VPNs are typically handled as just another job by the network or system administrator staff. Whoever is managing the firewall today can easily add VPN management to the plate because once a VPN is set up there is little else to do on most implementations.
Privacy from end to end. The cryptography used, generally speaking, is very good. Whatever you do, that is encrypted, is very well hidden from sniffers on the net. Whatever is not encrypted, you may as well shout from the rooftops or post on your web page.

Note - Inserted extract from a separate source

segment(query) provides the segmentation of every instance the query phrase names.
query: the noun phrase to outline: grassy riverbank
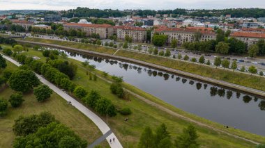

Many vendors claim to be IPSEC-compliant. The real requirement should be "list the other products with which you can communicate" Also, a customer should want to know how automatic the key exchange mechanism is? In a perfect world — in an IPSEC world — it would be automatic. If a Virtual Network Perimeter (VNP, not VPN) is used, how easy is it to deploy the software to mobile PC users? How much does it interfere with normal network operation from a mobile PC, if at all? What crypto algorithms are used? What key length?
Aventail is a leader in this market. All the major firewall vendors and router vendors are in it as well. On the client side, Timestep and V-ONE are big.